One Thing I Do: A New Year Call to Press On
December 22, 2025
As one year closes and another begins, many of us feel the tension between reflection and anticipation. We look back on what has been lost and gained, what we regret and what we are proud of. And quietly, often beneath the surface, we wonder what kind of people we will become in the year ahead.
Paul offers us a simple, steady word for this moment.
Philippians 3:13–14 [13] Brothers, I do not consider that I have made it my own. But one thing I do: forgetting what lies behind and straining forward to what lies ahead, [14] I press on toward the goal for the prize of the upward call of God in Christ Jesus.
Paul is giving us a way to live under the gospel.
Why pressing on is possible
Paul begins with honesty: “I do not consider that I have made it my own.”
His confession isn’t a weakness; it is clarity.
The gospel tells us that we move forward by depending on Christ. Paul has already dismantled every reason he might trust in himself. His background, his discipline, his achievements… none of them can give him the life he needs. Only Christ can.
That truth matters at the start of a new year. Many of us carry a quiet pressure to do better, to fix ourselves, or to justify our place before God and others. Paul reminds us that the Christian life begins with grace. We press on because we already have God’s favor in Christ.
The past must loosen its grip
Paul says he forgets what lies behind. He doesn’t mean he erases his memory. He means he refuses to let the past control his present.
Some of us enter a new year weighed down by regret. Others are tempted to lean on past success. Both can keep us from real growth.

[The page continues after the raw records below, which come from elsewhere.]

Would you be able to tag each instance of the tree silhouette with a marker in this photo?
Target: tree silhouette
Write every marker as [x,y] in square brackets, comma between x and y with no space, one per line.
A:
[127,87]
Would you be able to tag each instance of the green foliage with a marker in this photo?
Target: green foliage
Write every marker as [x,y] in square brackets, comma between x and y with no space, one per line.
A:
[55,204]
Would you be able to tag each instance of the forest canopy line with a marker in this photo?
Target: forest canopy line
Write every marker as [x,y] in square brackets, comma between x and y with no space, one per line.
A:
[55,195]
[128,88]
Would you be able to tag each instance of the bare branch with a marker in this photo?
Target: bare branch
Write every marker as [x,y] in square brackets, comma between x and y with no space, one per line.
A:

Regret says, “You’re stuck.”
Pride says, “You’re done.”
The gospel says neither is true.
In Christ, our failures are forgiven, and our achievements are no longer our identity. That frees us to stop living backward. Forgetting, in Paul’s sense, is trust. It is believing that Christ’s work matters more than yesterday’s record.
Desire matters more than discipline
Paul describes his life as straining forward. This is focused longing. Paul wants Christ… I don’t mean Christ’s benefits, but Christ Himself.

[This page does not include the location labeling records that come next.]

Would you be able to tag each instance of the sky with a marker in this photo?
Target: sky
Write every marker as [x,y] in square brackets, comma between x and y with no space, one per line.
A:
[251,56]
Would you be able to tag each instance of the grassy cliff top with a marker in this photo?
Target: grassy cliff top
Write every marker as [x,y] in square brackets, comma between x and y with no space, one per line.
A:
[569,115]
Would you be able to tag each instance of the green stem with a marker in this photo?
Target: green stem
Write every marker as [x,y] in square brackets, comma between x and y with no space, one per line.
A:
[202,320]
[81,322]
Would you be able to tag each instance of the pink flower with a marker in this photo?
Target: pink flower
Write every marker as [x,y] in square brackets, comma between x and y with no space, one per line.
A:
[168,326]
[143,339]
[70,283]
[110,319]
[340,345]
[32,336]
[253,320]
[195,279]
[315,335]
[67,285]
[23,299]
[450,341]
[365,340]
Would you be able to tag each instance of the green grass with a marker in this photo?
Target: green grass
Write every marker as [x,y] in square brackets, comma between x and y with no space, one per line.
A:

This is where many of us feel exposed. We may believe the right things, but our desires feel scattered. We are busy, distracted, and often satisfied with less than God. The problem isn’t that we want too much; it’s that we settle for too little.

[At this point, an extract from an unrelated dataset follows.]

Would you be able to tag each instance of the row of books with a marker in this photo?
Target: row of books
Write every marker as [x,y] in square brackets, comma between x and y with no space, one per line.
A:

Prayer and fasting exist for this very reason. They are ways to reorder our loves. They help us say, with honesty, “Lord, I want to want You more.”
Paul presses on because Christ has already taken hold of him. His effort flows from love. His discipline is fueled by desire.
Christ is the prize
Paul’s goal isn’t a better version of himself. The world doesn’t need that… it needs a Christ-like version of you!
The prize is Christ; knowing Him fully, belonging to Him completely, and sharing in the life He gives.
That future shapes how Paul lives now. His eyes are lifted beyond the immediate and the temporary. He knows where he belongs, and that gives him freedom to live lightly in this world while pressing deeply into God.
As we begin a new year, this is the invitation before us: don’t chase resolutions; pursue Christ. Don’t seek to manage our behavior, but to deepen our hunger.
Preparing for Prayer and Fasting: Simple Steps Forward
As we approach our 21 Days of Prayer and our Week of Fasting, here are a few grounded ways to live out Philippians 3:13–14:
Release what is behind
In prayer, name one thing from the past year [failure, fear, or pride] that you need to entrust to God again. Ask Him for the grace to stop carrying what He has already addressed.Refocus your desire
Start with who you want God to be in your life this year, not what you want Him to change. Let that shape your prayers.Fast with purpose
Choose something that regularly fills your attention or comfort. Let the absence create space for prayer rather than frustration.Pray simply and consistently
Paul says, “one thing I do.” Choose one clear request related to your hunger for God and return to it each day.Press on together
Paul calls others to follow his example. Don’t walk into this season alone. Share, pray, and encourage one another as a church family.
The start of a new year doesn’t require perfection. It requires direction.
Forgetting what lies behind.
Straining toward what lies ahead.
Pressing on toward Christ.
That is the path Paul sets before us. And as we seek God together with hungry hearts, we trust that He will meet us with grace.